The outcome of T253673, is to go with idea 3 - rolling restarts.
Work:
- Patch Scap to do the rolling restart always (instead of only every once in a while, currently based on unreliable opcache thresholds) -- https://gerrit.wikimedia.org/r/631776
- Patch Scap to implement an emergency flag that will perform this restart in a way that does not ensure live server capacity, in case of a bad patch having taken down the site in large part.
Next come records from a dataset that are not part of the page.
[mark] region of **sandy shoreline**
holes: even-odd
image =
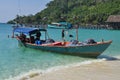
[[[120,80],[120,60],[70,67],[34,76],[29,80]]]

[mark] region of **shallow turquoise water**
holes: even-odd
[[[49,29],[51,38],[61,40],[61,30]],[[74,34],[75,30],[66,32],[66,39],[69,33]],[[12,28],[8,24],[0,24],[0,80],[15,77],[31,70],[46,70],[51,67],[68,65],[72,63],[93,60],[78,56],[61,55],[51,52],[42,52],[18,46],[17,40],[8,38],[11,36]],[[120,56],[120,31],[114,30],[89,30],[79,29],[79,40],[85,41],[93,38],[96,41],[113,40],[111,46],[102,54],[106,56]],[[75,38],[75,34],[73,35]]]

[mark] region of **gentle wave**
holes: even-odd
[[[87,64],[92,64],[92,63],[98,63],[98,62],[102,62],[105,61],[106,59],[97,59],[97,60],[91,60],[91,61],[84,61],[84,62],[80,62],[80,63],[74,63],[74,64],[69,64],[69,65],[65,65],[65,66],[56,66],[56,67],[51,67],[47,70],[30,70],[27,73],[22,73],[16,77],[12,77],[10,76],[8,79],[5,80],[28,80],[30,78],[33,78],[35,76],[38,75],[42,75],[45,73],[49,73],[49,72],[53,72],[53,71],[57,71],[57,70],[61,70],[61,69],[66,69],[66,68],[70,68],[70,67],[77,67],[77,66],[81,66],[81,65],[87,65]]]

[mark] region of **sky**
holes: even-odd
[[[6,23],[16,15],[36,14],[46,8],[51,0],[0,0],[0,22]]]

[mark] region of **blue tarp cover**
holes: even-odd
[[[38,31],[38,28],[24,28],[18,27],[14,29],[14,32],[23,33],[23,34],[32,34],[33,32]]]

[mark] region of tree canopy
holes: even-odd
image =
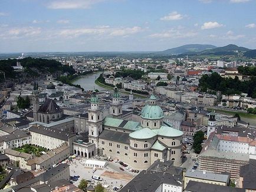
[[[82,178],[79,183],[78,188],[84,191],[86,191],[86,188],[88,186],[88,182],[84,178]]]
[[[256,77],[251,77],[248,81],[241,81],[238,77],[234,79],[223,78],[218,73],[211,75],[203,75],[199,80],[200,90],[207,92],[208,89],[216,91],[220,91],[223,94],[239,94],[241,92],[248,94],[248,97],[256,98]]]
[[[192,147],[195,153],[199,154],[201,151],[202,150],[201,144],[202,143],[203,143],[204,137],[205,137],[205,134],[202,131],[199,131],[195,134],[193,137],[194,142],[193,143]]]
[[[28,96],[27,96],[25,100],[21,96],[18,97],[17,106],[19,108],[22,109],[29,108],[30,107],[30,100]]]
[[[104,188],[101,183],[98,183],[96,186],[94,187],[95,192],[104,192]]]

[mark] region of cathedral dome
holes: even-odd
[[[94,91],[91,97],[91,103],[98,103],[98,102],[99,102],[99,98],[96,95],[96,92]]]
[[[46,88],[47,90],[55,90],[55,85],[51,82],[49,85],[47,85]]]
[[[147,105],[142,108],[140,116],[145,119],[160,119],[163,117],[163,111],[158,105]]]
[[[118,98],[120,97],[120,94],[117,91],[117,87],[114,87],[114,94],[113,94],[113,98]]]
[[[151,95],[149,98],[150,104],[145,106],[142,110],[140,117],[145,119],[158,120],[163,117],[163,111],[162,108],[156,105],[156,98]]]

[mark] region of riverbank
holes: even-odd
[[[212,111],[212,110],[214,110],[216,112],[219,112],[220,114],[222,114],[224,115],[235,115],[235,114],[237,113],[240,116],[241,120],[249,123],[251,125],[256,126],[256,115],[251,114],[250,113],[246,113],[246,112],[230,111],[227,110],[216,110],[216,109],[212,109],[212,108],[207,108],[207,110],[208,111]]]
[[[114,90],[113,87],[110,87],[110,86],[108,86],[108,85],[104,85],[104,84],[101,83],[100,82],[99,82],[98,81],[98,80],[95,80],[95,84],[96,85],[97,85],[99,86],[100,86],[101,87],[103,87],[103,88],[104,88],[106,89]],[[129,91],[124,91],[124,90],[119,90],[119,91],[120,92],[123,93],[124,94],[127,94],[127,95],[130,94],[130,92]],[[136,94],[136,93],[133,93],[133,95],[135,97],[139,97],[139,98],[145,98],[147,97],[147,96],[146,96],[146,95],[140,95],[140,94]]]

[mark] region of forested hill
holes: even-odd
[[[19,62],[24,68],[23,72],[16,72],[12,66],[17,65]],[[58,74],[68,72],[73,74],[74,69],[68,65],[63,65],[60,62],[54,59],[41,58],[33,58],[27,57],[21,59],[4,59],[0,60],[0,80],[4,79],[2,73],[5,74],[6,78],[15,79],[17,76],[19,78],[40,77],[47,74],[58,75]]]

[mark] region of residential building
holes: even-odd
[[[230,175],[188,169],[184,178],[184,188],[186,188],[189,181],[227,186],[229,184]]]

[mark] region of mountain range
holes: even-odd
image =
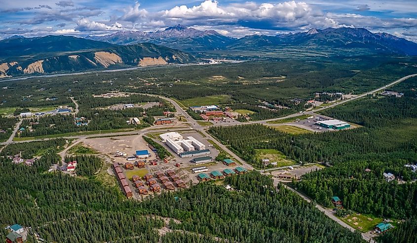
[[[417,43],[387,33],[350,28],[312,29],[306,32],[240,38],[179,25],[154,32],[119,32],[85,38],[13,36],[0,40],[0,77],[185,64],[196,62],[194,56],[218,53],[240,57],[251,53],[248,56],[255,58],[263,53],[280,52],[288,57],[309,53],[314,56],[417,56]]]
[[[121,45],[64,35],[0,40],[0,77],[195,61],[189,53],[151,43]]]
[[[179,25],[162,31],[119,32],[107,35],[89,36],[86,38],[122,45],[149,42],[190,52],[303,47],[313,50],[336,48],[349,51],[357,48],[370,53],[417,55],[417,43],[415,42],[387,33],[374,34],[366,29],[344,27],[312,29],[306,32],[275,36],[252,35],[235,38],[214,31],[201,31]]]

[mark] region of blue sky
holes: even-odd
[[[181,24],[241,37],[366,28],[417,42],[416,0],[0,0],[0,38],[124,31]]]

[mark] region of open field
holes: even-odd
[[[284,133],[287,133],[290,134],[294,134],[296,135],[306,133],[311,133],[311,132],[308,130],[303,129],[303,128],[300,128],[297,127],[294,127],[293,126],[287,126],[284,125],[273,127],[274,129],[280,132],[283,132]]]
[[[306,119],[308,116],[309,115],[301,115],[295,116],[294,117],[290,117],[289,118],[281,119],[280,120],[275,120],[274,121],[268,121],[267,122],[267,123],[269,123],[270,124],[280,124],[282,123],[286,123],[287,122],[292,122],[295,121],[296,119],[299,119],[300,120],[303,120],[304,119]]]
[[[252,114],[255,114],[255,111],[252,111],[252,110],[244,110],[244,109],[237,109],[234,110],[234,111],[242,115],[246,115],[248,114],[249,115],[252,115]]]
[[[186,107],[209,104],[220,104],[227,103],[230,101],[230,97],[227,95],[218,95],[196,97],[181,101],[181,103]]]
[[[211,122],[206,122],[204,121],[197,121],[197,123],[201,126],[211,126],[213,125]]]
[[[355,230],[362,233],[373,230],[375,225],[383,221],[383,218],[377,218],[373,215],[366,215],[354,213],[347,217],[341,217],[340,218],[342,221]]]
[[[126,175],[126,178],[132,180],[132,176],[136,175],[143,179],[143,176],[148,173],[148,169],[136,169],[135,170],[127,170],[125,171],[124,174]]]
[[[288,166],[295,164],[294,161],[287,159],[282,152],[276,149],[255,149],[256,155],[255,159],[261,160],[263,159],[268,159],[271,162],[277,162],[276,166],[281,167]]]

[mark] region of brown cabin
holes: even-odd
[[[133,166],[133,164],[130,162],[126,162],[124,164],[124,167],[126,170],[133,170],[135,169],[135,167]]]
[[[126,181],[126,179],[121,179],[120,184],[121,184],[121,186],[123,187],[124,187],[125,186],[129,186],[129,184],[127,183],[127,181]]]
[[[136,166],[138,168],[143,168],[145,167],[145,162],[143,161],[138,161],[136,163]]]
[[[165,176],[165,175],[162,175],[159,178],[159,179],[161,180],[161,181],[162,183],[165,183],[166,181],[169,181],[169,178]]]
[[[143,186],[145,185],[145,182],[144,182],[142,180],[137,180],[135,181],[135,185],[136,186],[136,187],[139,188],[140,186]]]
[[[173,174],[171,176],[171,179],[172,179],[173,181],[175,181],[176,180],[180,179],[180,177],[176,174]]]
[[[144,186],[141,186],[138,187],[138,191],[139,191],[139,193],[141,194],[146,195],[149,192],[148,191],[148,189],[146,189],[146,187],[144,187]]]
[[[171,176],[173,174],[175,174],[175,172],[172,170],[168,170],[166,171],[166,174],[168,176]]]
[[[155,174],[156,175],[156,177],[158,178],[161,178],[161,176],[164,176],[165,174],[162,173],[162,172],[158,171],[155,173]]]
[[[120,173],[117,173],[117,178],[119,178],[119,180],[121,180],[122,179],[126,179],[126,177],[124,176],[124,174],[120,172]]]
[[[153,192],[158,192],[161,191],[161,186],[158,183],[151,185],[150,187],[151,190]]]
[[[184,181],[181,179],[176,180],[175,184],[178,187],[181,187],[183,188],[184,188],[187,186],[186,185],[185,182],[184,182]]]
[[[172,184],[172,182],[171,181],[166,181],[164,183],[164,186],[165,186],[165,188],[168,190],[174,190],[175,189],[175,187],[174,186],[174,184]]]
[[[151,178],[148,180],[148,184],[150,186],[156,183],[156,180],[154,178]]]
[[[133,196],[133,193],[132,192],[132,190],[130,189],[130,187],[129,187],[129,186],[124,186],[123,189],[124,189],[124,193],[126,194],[126,196],[127,198],[130,198]]]
[[[152,175],[152,174],[148,173],[145,174],[143,177],[145,178],[145,180],[149,180],[149,179],[153,178],[153,176]]]

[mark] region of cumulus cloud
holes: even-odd
[[[68,7],[70,6],[74,6],[74,2],[73,1],[59,1],[59,2],[55,3],[58,6],[62,7]]]

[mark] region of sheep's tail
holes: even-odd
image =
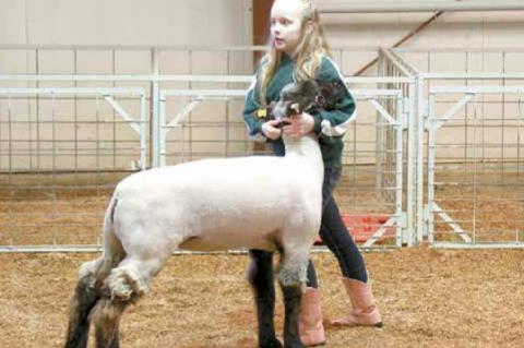
[[[120,239],[115,233],[115,214],[118,206],[118,191],[111,197],[104,217],[104,261],[110,268],[116,267],[126,256]]]
[[[66,348],[87,347],[90,313],[102,298],[105,278],[124,256],[122,244],[115,235],[117,205],[118,197],[115,193],[104,218],[104,254],[80,267],[79,281],[70,303]]]

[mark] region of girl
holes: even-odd
[[[355,116],[355,100],[345,91],[337,108],[330,111],[302,112],[290,118],[290,123],[278,128],[276,120],[266,120],[266,106],[277,100],[281,89],[293,82],[309,79],[340,82],[345,86],[337,67],[329,58],[329,47],[323,37],[319,14],[312,0],[275,0],[271,10],[271,45],[262,58],[255,81],[248,92],[243,119],[250,135],[271,142],[273,152],[283,156],[282,133],[301,136],[314,132],[319,136],[324,160],[322,187],[322,226],[320,236],[336,256],[343,283],[353,304],[348,315],[334,325],[381,326],[382,320],[374,305],[362,256],[342,221],[332,190],[341,178],[342,136]],[[300,304],[300,338],[307,346],[325,343],[317,275],[310,262],[308,287]]]

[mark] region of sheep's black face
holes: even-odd
[[[332,110],[343,97],[344,88],[337,82],[291,83],[282,89],[278,101],[271,105],[272,118],[279,120],[303,111]]]

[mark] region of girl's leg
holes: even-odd
[[[367,284],[366,264],[342,220],[332,190],[340,178],[340,171],[326,169],[323,187],[323,214],[320,236],[338,261],[343,283],[352,301],[353,310],[345,317],[335,320],[335,325],[382,326],[382,319],[374,304],[371,287]]]

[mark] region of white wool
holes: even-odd
[[[106,255],[118,240],[148,283],[178,248],[282,250],[281,280],[303,280],[320,228],[323,163],[313,135],[285,144],[285,157],[205,159],[123,179],[107,209]]]

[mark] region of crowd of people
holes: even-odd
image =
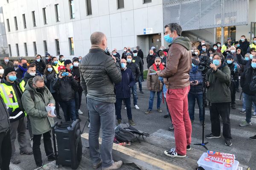
[[[163,112],[160,105],[163,100],[165,101],[167,112],[164,117],[170,119],[169,130],[174,130],[176,147],[164,153],[184,158],[190,150],[196,100],[202,126],[204,125],[203,106],[208,105],[209,108],[212,133],[205,137],[221,137],[221,117],[225,144],[231,146],[230,108],[236,108],[236,93],[240,92],[239,82],[243,96],[240,113],[246,113],[245,120],[240,126],[251,125],[251,117],[256,117],[256,112],[252,113],[251,110],[253,106],[256,110],[256,37],[252,43],[242,35],[239,41],[228,38],[222,46],[219,42],[210,46],[202,41],[196,47],[192,47],[187,37],[181,37],[178,24],[171,23],[165,28],[164,39],[170,44],[169,48],[161,46],[157,50],[152,47],[146,59],[146,85],[150,95],[145,113],[153,111],[156,92],[158,112]],[[72,60],[65,60],[62,55],[58,59],[49,53],[45,54],[45,60],[38,54],[29,64],[25,58],[12,62],[9,57],[4,57],[0,64],[0,106],[3,118],[0,121],[1,169],[8,170],[10,161],[14,164],[20,162],[15,145],[17,134],[20,153],[33,154],[38,167],[43,163],[40,147],[42,136],[48,160],[55,160],[50,134],[55,116],[47,111],[45,107],[55,106],[59,119],[62,119],[60,106],[65,121],[81,121],[83,92],[86,96],[90,119],[89,142],[93,168],[102,166],[106,170],[121,167],[122,161],[114,162],[112,159],[115,120],[118,124],[122,122],[123,102],[128,123],[136,125],[131,97],[132,94],[134,108],[140,109],[137,82],[140,94],[143,94],[144,54],[138,46],[132,51],[129,47],[124,47],[122,55],[115,48],[110,51],[106,36],[100,32],[93,33],[90,40],[89,53]],[[204,71],[198,70],[202,63],[206,68]],[[205,79],[202,71],[205,72]],[[208,101],[205,103],[204,85]],[[100,128],[102,148],[104,149],[100,153]],[[32,150],[26,144],[26,129]],[[256,135],[250,138],[256,140]],[[11,149],[4,149],[7,147]]]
Tracked by T243009: Add option in Scap to restart php-fpm for emergency deployments, and skip depooling/pooling servers
- Deploy updated Scap to Beta Cluster -- https://integration.wikimedia.org/ci/job/scap-beta-deb/118/
- Package Scap for production aptitude.
- Deploy updated Scap to production.
- Measure timing before and after, and report on task.
- Test results:
- With php_fpm_always_restart: false, scap sync-file README takes 1m19.942s
- With php_fpm_always_restart: true, scap sync-file README takes 3m12.836s
- Set opcache.validate_timestamps=0 on prod canaries.
* [ ] Set opcache.validate_timestamps=0 in Beta Cluster app servers that do php-fpm restarts.
- Set opcache.validate_timestamps=0 on all appserver clusters that do php-fpm restarts.
Out of scope for this task:
- Deal with long-running jobs and maintenance scripts.